November 5, 2024

MIT biotechnology student gets DOOM running on human E. coli gut bacteria

Black Doom #BlackDoom

DOOM can run on virtually anything… we’ve seen it on fridges, MacBook Touch Bars, and even pregnancy tests… and now DOOM is running on human E. Coli gut bacteria, and we’re not kidding. Check it out:

MIT biotechnology PhD student researcher Lauren “Ren” Ramlan concepted a very interesting 32 x 48 resolution, 1-bit display made up using E. coli cells, with each cell effectively acting as an individual pixel by lighting them up using a fluorescent protein.

DOOM isn’t really “running” here because you’re not getting 30FPS, let alone 60FPS or anything higher, as the cells are extremely limited in their ability. Still, it did successfully run on the walls of cells as a display for DOOM, rendering gameplay using the illuminated E. coli.

Ram got DOOM to display a single frame of simplified black-and-white gameplay at a resolution of just 32 x 48, a far cry from the 320 x 240 resolution that I played DOOM on when it first launched in the ’90s. The cells would take 70 minutes to illuminate and 8 hours and 20 minutes to return to their starting state once they no longer needed to be illuminated to display DOOM.

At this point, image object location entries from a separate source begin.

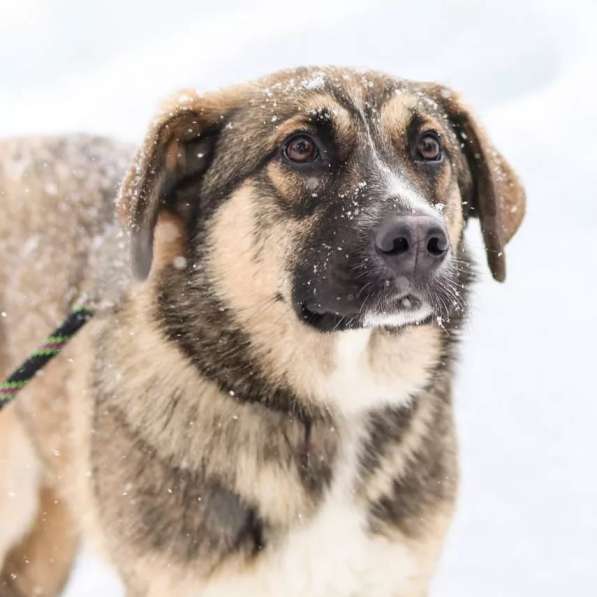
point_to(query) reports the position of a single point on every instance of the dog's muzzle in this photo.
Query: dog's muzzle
(386, 279)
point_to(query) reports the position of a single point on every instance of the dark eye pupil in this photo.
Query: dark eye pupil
(301, 149)
(429, 148)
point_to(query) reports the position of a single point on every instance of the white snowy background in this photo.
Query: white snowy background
(526, 397)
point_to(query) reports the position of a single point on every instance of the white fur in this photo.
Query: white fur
(397, 320)
(18, 488)
(331, 555)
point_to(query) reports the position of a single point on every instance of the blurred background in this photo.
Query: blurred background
(525, 393)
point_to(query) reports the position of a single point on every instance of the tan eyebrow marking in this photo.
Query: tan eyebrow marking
(341, 119)
(397, 114)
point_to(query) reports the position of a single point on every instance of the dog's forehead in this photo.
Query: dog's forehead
(347, 96)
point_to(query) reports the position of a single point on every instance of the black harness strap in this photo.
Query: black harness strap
(53, 345)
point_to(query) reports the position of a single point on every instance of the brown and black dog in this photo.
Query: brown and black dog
(262, 406)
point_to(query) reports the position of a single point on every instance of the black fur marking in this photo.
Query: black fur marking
(164, 507)
(217, 346)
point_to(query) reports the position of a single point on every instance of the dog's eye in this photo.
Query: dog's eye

This means you’re looking at over 8 hours to display 1FPS (which is a frame per second), so 1 frame per 8+ hours means you’ll get 3 frames in 24 hours. In order to display 30FPS, which is what you would’ve been running DOOM at on a decent PC back in the 90s, you’d need 10 entire days to achieve 30 frames displayed. Nice, real nice… this brings new meaning to the word “potato” when referring to consoles versus superior PC hardware.

VIEW GALLERY – 2 IMAGES

Ram also did the math on how long it would take to complete DOOM, where the average playthrough of the game takes around 5 hours, and the original game running at its capped maximum of 36FPS, the cell display would take around 599 years to play DOOM from start to finish. Five hundred and ninety-nine years.

Right, better get to it… prepare your gut bacteria, and you can finish DOOM in 599 years; in the meantime, you’ll need some life extension technology. I guess the reason you could write down on the paperwork would be, “I need to live forever because I need to finish DOOM running on my gut bacteria, and that’s going to take 599 years.” it would work, hopefully.